Llegaron el mismo día por postas diferentes. Quietud, de Sergio Fernández Salvador, ha sido una atención de su editor (La Isla de Sistolá); Las noches del verano de José Luis García Martín llegó dedicado de mano de su autor.
El mismo día, García Martín escribía del primero en Crisis de papel. Dice de Quietud cosas excelentes, pondera su madurez, su clasicismo y su hondura, y madurez, clasicismo y hondura advertirá con verdadera alegría quien lea los poemas de este joven poeta leonés que se da a conocer con este su primer libro. En el de García Martín, que no será el último, se relatan con amenidad, al modo renacentista, unos coloquios amistosos entre caballeros y damas contemporáneos a los que une su amor a la poesía, a la literatura, a los libros y al misterio. Son estancias en las que se conversa de todo. La realidad y la ficción están tan próximas que no siempre resulta fácil saber qué tierra o qué aire se pisa. Los hechos reales parecen ficticios, la ficción finge su realidad, como en un trampantojo. Personajes históricos viven con naturalidad episodios apócrifos y de ese modo las biografías de Pessoa o de Blasco Ibáñez quedan completadas (feliz especialmente el duelo a pistola de este último). Citando a Unamuno, Fernández Salvador nos recuerda que el verdadero sentir detiene el tiempo. García Martín se va fuera del tiempo, como fuera de la ciudad salieron los protagonistas del Decamerón, para sentir el momento presente, y cita a Auden, a Omar Kayyan, a Horacio: carpe diem.

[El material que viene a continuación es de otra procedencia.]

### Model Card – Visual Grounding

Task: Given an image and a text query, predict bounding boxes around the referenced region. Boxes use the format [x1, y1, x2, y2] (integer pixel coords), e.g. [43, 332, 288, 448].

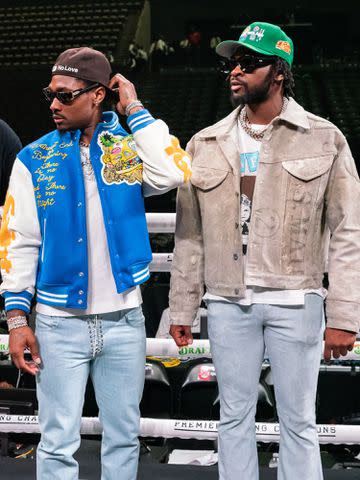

De Sergio Fernández Salvador no habíamos oído hablar. De García Martín se habla más incluso de lo que él puede imaginar. Verederos diferentes han traído sus libros, y son libros distintos. El escritor viejo reconoce en el joven virtudes que admira, y nosotros reconocemos en ambos virtudes que comparten: el amor por la cosas pequeñas y el desdén por la solemnidad.
Doy fe, la humilde que me cabe, que los poemas de Sergio Fernández son maravillosos, y la templanza que atesora dará frutos de estimable madurez.